Thank you! this is exactly what I was about to say.

I'm just looking for some bands that are straight edge/sober and bringing up Claypool and Tool was just a kind of introduction/related matter.

And on the matter of Maynard Keenan, since he had a kid, he sobered up. The album 13th Step (A perfect circle) is actually about the recovery of friends of his from drugs, from their perspectives. He's also had a lot of anger issues  (he was a marine-veteran and his mom was confined to a wheelchair for life, but was devoted to her religion, he couldn't understand that having been in war, and lashed out in a bunch of ways, their early work is a strong reflection of that). 

I didn't say that I wasn't going to keep listening to the bands, just that I was disappointed in finding out that some of these guys weren't always sober. 

Now, share some good bands that are straight-edge/sober most of the time

BTBAM is a vegan band btw.


----------



## ZeroSignal (May 3, 2008)

ArchAngel1024 said:


> Thank you! this is exactly what I was about to say.
> 
> I'm just looking for some bands that are straight edge/sober and bringing up Claypool and Tool was just a kind of introduction/related matter.
> 
> ...



No probs man.  We're a rare breed anyway.

Are BTBAM straight edge or not then? 

And vegans scare the shit out of me...


----------



## ArchAngel1024 (May 3, 2008)

ZeroSignal said:


> No probs man.  We're a rare breed anyway.
> 
> Are BTBAM straight edge or not then?
> 
> And vegans scare the shit out of me...



I think they are, or at least some of them.

And vegans are like nazi's or something, they parade about saying meat is murder 

I was in Vermont at a Static-X show in October and there was a car with a license plate that said VEGAN1 and they had leather interiors.  I laughed, hard.


----------



## ZeroSignal (May 3, 2008)

ArchAngel1024 said:


> I think they are, or at least some of them.
> 
> And vegans are like nazi's or something, they parade about saying meat is murder
> 
> I was in Vermont at a Static-X show in October and there was a car with a license plate that said VEGAN1 and they had leather interiors.  I laughed, hard.



Right now is the first time I listened to them and I like what I hear. 

Vegans are psychos! They won't use ANYTHING to do with animals. And if you do then you are the scum of the Earth.

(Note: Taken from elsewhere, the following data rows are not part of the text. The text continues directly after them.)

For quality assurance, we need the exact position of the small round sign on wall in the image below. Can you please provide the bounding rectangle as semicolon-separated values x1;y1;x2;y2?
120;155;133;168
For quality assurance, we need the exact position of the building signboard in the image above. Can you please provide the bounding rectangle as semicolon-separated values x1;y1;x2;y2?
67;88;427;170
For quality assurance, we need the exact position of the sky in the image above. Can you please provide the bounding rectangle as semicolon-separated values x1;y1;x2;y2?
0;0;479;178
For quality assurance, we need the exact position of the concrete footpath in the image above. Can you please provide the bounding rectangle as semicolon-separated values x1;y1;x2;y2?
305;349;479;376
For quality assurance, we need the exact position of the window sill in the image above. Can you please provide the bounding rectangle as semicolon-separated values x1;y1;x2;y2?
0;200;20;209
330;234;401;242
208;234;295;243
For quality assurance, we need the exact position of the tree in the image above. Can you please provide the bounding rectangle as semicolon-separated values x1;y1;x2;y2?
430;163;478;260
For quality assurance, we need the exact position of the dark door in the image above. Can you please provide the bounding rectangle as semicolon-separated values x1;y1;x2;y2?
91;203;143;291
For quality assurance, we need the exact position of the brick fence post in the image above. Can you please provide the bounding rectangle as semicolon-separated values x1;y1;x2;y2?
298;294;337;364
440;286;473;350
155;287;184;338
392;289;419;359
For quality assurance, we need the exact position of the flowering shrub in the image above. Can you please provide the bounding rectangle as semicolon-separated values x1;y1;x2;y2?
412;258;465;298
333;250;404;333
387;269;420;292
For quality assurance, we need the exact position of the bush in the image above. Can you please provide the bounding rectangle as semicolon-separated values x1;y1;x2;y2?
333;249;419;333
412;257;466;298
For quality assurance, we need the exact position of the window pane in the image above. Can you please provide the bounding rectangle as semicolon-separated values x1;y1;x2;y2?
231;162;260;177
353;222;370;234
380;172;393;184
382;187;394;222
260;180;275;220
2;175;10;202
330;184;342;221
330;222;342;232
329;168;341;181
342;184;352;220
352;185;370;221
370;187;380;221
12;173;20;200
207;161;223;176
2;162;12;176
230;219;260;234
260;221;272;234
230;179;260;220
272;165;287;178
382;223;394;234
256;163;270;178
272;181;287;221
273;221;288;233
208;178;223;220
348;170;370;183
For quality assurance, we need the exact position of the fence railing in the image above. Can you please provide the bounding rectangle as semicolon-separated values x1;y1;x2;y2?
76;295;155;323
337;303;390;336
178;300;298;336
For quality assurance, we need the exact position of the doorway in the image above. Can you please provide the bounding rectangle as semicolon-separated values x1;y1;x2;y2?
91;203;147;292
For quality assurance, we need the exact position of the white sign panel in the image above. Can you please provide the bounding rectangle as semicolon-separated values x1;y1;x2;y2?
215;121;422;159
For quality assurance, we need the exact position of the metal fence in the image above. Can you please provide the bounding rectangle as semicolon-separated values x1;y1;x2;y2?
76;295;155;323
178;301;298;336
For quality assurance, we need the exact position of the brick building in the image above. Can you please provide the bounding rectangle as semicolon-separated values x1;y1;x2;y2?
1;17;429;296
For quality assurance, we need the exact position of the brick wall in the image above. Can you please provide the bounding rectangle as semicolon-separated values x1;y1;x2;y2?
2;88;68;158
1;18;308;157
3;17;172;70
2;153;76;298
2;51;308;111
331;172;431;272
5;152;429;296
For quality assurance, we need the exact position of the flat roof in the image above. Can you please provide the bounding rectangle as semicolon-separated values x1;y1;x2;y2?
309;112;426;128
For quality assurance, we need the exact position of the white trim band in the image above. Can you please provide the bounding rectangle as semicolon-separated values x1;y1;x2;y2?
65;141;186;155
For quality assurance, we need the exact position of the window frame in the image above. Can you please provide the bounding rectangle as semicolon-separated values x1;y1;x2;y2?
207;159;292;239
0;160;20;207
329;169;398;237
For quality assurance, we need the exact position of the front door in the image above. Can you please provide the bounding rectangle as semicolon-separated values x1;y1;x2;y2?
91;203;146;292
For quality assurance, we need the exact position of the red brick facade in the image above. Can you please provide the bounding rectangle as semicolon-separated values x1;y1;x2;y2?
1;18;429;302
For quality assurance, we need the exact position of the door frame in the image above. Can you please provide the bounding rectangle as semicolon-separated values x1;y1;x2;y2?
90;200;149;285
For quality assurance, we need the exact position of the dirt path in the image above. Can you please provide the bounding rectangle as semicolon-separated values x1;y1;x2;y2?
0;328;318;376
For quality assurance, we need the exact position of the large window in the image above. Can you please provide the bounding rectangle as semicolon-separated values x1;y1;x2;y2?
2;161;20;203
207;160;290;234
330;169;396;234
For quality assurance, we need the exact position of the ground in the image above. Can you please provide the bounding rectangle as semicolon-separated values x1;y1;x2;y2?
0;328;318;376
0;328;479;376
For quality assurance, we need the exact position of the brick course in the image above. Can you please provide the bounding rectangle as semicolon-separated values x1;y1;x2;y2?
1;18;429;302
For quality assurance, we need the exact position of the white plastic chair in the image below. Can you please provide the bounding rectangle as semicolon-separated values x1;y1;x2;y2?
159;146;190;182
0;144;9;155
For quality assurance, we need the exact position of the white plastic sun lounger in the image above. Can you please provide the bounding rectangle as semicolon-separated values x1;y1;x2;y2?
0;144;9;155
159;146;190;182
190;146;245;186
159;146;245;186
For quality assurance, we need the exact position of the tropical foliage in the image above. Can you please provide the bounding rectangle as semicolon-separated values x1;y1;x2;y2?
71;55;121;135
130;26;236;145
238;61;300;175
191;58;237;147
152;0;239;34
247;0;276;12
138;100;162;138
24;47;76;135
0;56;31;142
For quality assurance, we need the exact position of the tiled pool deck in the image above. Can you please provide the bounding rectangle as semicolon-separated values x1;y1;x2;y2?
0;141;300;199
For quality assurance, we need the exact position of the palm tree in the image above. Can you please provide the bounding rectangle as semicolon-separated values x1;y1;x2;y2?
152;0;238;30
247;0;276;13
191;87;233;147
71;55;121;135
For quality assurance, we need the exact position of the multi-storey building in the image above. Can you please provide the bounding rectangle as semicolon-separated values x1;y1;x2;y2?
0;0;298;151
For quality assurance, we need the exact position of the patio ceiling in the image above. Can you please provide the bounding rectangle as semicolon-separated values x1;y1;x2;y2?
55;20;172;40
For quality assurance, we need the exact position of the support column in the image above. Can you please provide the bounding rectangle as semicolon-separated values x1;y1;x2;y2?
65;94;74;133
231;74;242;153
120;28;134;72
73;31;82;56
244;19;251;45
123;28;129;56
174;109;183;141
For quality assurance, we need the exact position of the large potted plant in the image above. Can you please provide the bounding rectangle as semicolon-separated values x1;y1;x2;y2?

Think PETA "Fur is murder!" but irrationally so.  I'm incredibly pro-animal rights and I love the 'lil buggers but there's such thing as taking it too far.

And that's funny stuff dude!  Maybe he was being ironic?


----------



## ArchAngel1024 (May 3, 2008)

ZeroSignal said:


> Right now is the first time I listened to them and I like what I hear.
> 
> Vegans are psychos! They won't use ANYTHING to do with animals. And if you do then you are the scum of the Earth. Think PETA "Fur is murder!" but irrationally so.  I'm incredibly pro-animal rights and I love the 'lil buggers but there's such thing as taking it too far.
> 
> And that's funny stuff dude!  Maybe he was being ironic?



If you mean BTBAM, listen to "Ants of The Sky" form Colors, and "Selkies:The Endless Obsession" from Alaska


If you mean Static-X, anything off Start a War and Wisconsin Death Trip.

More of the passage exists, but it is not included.